The sharing economy’s claim of being on the path to ecologically sustainable capitalism is failing itself and its people when the glory of a peer-to-peer economy relies on the legal problems that sole proprietors cannot afford to solve. A self-perpetuating cycle arises when “side hustles” slowly becomes people’s primary source of income and they in turn are forced to rent necessities because driving people around does not provide catalytic investment for financial mobility. Despite the sharing economy’s utopian image, the price of living in areas where they are most active is not cheap. Swapping resources won’t change that. In San Francisco, the influx of tech employees—many of whom work for companies like Uber—are putting pressure onto renters that then have to increase their reliance on places like Uber to have shelter. What results is people working, but not getting paid.

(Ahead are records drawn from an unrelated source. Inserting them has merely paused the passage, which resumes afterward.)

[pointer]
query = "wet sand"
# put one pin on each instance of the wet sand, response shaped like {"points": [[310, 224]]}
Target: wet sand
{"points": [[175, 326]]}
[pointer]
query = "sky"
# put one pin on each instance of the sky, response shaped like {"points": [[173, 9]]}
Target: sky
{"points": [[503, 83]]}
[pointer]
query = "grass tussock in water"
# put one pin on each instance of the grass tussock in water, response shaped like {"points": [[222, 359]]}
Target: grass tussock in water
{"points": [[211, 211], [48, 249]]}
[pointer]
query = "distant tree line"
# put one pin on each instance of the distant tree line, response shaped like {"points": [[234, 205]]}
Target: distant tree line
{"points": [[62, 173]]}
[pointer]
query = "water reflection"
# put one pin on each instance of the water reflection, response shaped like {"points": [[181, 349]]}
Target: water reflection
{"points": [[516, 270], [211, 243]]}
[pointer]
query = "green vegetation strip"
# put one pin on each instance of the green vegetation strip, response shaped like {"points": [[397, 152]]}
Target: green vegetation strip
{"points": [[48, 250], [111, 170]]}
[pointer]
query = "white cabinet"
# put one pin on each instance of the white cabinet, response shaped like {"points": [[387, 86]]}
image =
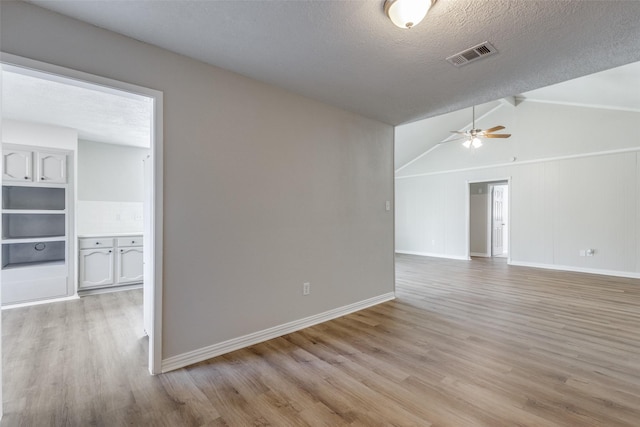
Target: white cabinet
{"points": [[52, 167], [96, 268], [18, 166], [107, 261], [36, 225], [129, 265]]}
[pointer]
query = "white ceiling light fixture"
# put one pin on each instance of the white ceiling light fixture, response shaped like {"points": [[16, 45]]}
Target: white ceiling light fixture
{"points": [[407, 13], [472, 137]]}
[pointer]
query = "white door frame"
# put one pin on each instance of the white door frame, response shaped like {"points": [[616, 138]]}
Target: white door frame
{"points": [[468, 212], [153, 240]]}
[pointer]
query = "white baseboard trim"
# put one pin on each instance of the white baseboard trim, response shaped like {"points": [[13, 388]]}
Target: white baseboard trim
{"points": [[39, 302], [204, 353], [480, 254], [432, 255], [615, 273]]}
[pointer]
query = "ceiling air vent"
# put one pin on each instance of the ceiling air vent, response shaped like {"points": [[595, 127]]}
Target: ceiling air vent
{"points": [[473, 54]]}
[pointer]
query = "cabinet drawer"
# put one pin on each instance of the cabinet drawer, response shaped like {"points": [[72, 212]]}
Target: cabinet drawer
{"points": [[124, 242], [96, 243]]}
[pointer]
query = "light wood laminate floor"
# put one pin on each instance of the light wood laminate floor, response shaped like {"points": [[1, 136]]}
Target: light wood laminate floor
{"points": [[476, 343]]}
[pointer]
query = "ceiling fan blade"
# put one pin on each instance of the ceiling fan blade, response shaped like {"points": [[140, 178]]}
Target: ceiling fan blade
{"points": [[493, 129]]}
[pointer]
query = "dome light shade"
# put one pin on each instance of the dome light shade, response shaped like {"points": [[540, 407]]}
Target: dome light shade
{"points": [[407, 13]]}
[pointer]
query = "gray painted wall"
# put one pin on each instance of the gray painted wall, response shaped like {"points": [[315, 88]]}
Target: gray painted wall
{"points": [[263, 189], [110, 173]]}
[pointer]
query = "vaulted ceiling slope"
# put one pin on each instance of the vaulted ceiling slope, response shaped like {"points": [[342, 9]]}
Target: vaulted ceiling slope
{"points": [[348, 54]]}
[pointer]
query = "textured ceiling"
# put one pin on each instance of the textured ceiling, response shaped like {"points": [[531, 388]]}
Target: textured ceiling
{"points": [[111, 116], [348, 54], [615, 89]]}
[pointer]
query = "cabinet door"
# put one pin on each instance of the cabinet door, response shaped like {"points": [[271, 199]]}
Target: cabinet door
{"points": [[52, 167], [130, 265], [17, 165], [96, 268]]}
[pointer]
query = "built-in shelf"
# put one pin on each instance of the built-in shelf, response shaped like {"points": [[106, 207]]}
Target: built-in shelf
{"points": [[37, 204], [32, 253], [31, 226], [33, 198], [33, 264], [30, 211], [35, 240]]}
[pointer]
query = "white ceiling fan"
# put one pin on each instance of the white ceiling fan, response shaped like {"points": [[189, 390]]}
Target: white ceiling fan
{"points": [[473, 136]]}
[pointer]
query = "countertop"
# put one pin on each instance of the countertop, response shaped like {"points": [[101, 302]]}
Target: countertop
{"points": [[95, 235]]}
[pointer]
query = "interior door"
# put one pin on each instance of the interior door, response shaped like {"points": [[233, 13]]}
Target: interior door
{"points": [[498, 219]]}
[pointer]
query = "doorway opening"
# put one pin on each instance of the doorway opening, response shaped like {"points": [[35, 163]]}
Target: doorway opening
{"points": [[488, 207], [150, 213]]}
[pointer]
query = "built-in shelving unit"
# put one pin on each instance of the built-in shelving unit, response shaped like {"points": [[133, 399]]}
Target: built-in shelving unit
{"points": [[35, 225]]}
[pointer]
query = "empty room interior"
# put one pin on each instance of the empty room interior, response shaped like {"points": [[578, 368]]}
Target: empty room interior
{"points": [[320, 213]]}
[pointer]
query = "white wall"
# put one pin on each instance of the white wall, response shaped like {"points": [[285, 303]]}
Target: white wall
{"points": [[263, 189], [40, 135], [109, 172], [110, 188], [567, 193]]}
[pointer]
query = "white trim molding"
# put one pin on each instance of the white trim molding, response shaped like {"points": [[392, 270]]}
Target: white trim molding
{"points": [[80, 78], [615, 273], [433, 255], [205, 353], [480, 254]]}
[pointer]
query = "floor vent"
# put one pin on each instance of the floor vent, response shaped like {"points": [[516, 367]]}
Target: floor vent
{"points": [[473, 54]]}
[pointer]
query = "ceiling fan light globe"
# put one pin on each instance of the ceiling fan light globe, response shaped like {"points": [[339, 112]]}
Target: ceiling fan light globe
{"points": [[407, 13]]}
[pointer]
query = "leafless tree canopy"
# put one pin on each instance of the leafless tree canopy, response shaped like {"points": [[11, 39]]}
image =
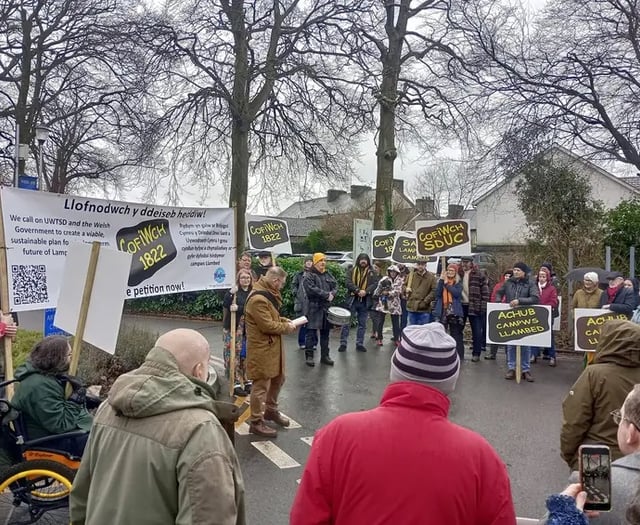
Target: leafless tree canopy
{"points": [[67, 65]]}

The blame should not be put entirely on the model of collaborative consumption, but on the faux idea of co-operative that is sold by these companies when profits are not trickling down to freelancers. As a business consortium, Peers provides a safety net for workers in the sharing economy. But since it represents for profit upstarts, it is not a true worker-owned co-operative. If it weren’t for serious issues of attrition, Orwellian-level surveillance on workers, and unpredictable profile “de-activations” (i.e firings), such propositions would not be emphasized as heavily. But it is and I am. One could leave it to the lawmakers, but the US government hasn’t even offered an alternative to income taxes or capital gain taxes to fit the people’s changing needs—it’ll be a while before they discuss worker-owned labor brokerages.

Currently, freelance companies have taken all the drawbacks of full-employment and kept the part that bestows them as centralised profit (or what Sascha Lobo, a writer for Der Spiegel, has termed “platform capitalism”). On its current path, those with a disposable income will literally be served by those in financial chains. The reasonably well-off will get more free time (from people doing their chores), work more, and continue feeding the cycle of serfdom that makes it very difficult for individual contractors to move out of doing menial work. Creativity will be suspended as “vassals” become shut-ins (GrubHub advertises: “Everything great about eating, combined with everything great about not talking to people”) and “peasants” not being able to develop fleeting, otherwise complex, thoughts because their mental capacity is taken up by delivering someone’s groceries.

The sharing economy is a foreign and exciting territory that could be the future of how people work. But in order for that to happen, freelance companies need to take some initiative towards worker-ownership. If they start from a good place they’ll be able to expand the market in a way that truly is ecologically sustainable.